In their seminal work When Generations Collide, authors Lynne C Lancaster and David Stillman determined that very particular social, cultural and economic experiences shape each generation.

These include what communication tools we use and how we use them, what issues dominate the day, conflict and resolution, and so on.

This generation is more prone to adopting individualistic thinking and living that was not entirely present in their parents’ generations, and this is largely due to the freedoms introduced by social media.

In Egypt, the 2011 Egyptian revolution revealed that there was a generational divide over core political and social values.
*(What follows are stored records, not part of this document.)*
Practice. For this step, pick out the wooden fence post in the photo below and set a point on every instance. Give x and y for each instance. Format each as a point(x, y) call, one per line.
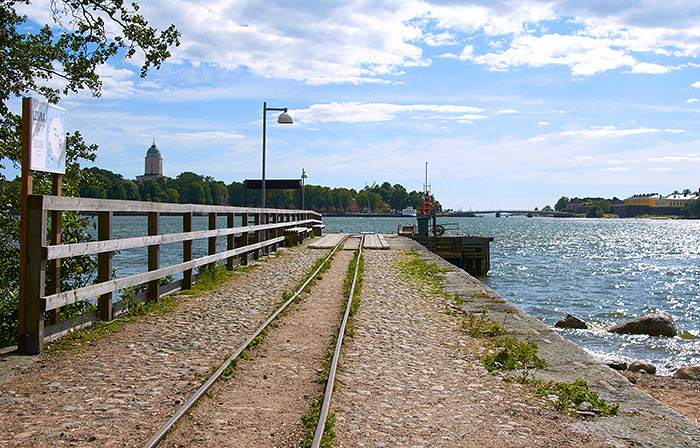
point(244, 239)
point(153, 256)
point(54, 266)
point(187, 250)
point(104, 265)
point(33, 340)
point(212, 239)
point(275, 232)
point(230, 241)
While some nicknamed this the Twitter revolution, many parents blamed Western brainwashing for the uprising.

In his political science graduation thesis at AUC, Zeyad El Kelani highlighted that the revolution took root in the dissatisfaction and frustration of the younger generation with ‘political censorship’ and ‘injustice’ which plagued the political landscape at the time.

The younger generation desired political systems which were more liberal, less religious and more democratic, thus the 2011 uprising was considered to be natural breakthrough of the domination of these appearances, El Kelani says.

Political Economy Professor at Durham University, Emma Murphy was interested in understanding the relationship between youth activism through her study of generational gaps.

Murphy had been interested in youth activism with a special highlight on the Arab uprisings back in 2011.

Through her academic career, Murphy highlighted how the younger generations differ completely from their parents in terms of how how they express their opinions, the tools which they use to express them, and their rejection of the idea of surrendering to the “failed” Arab states in which they live.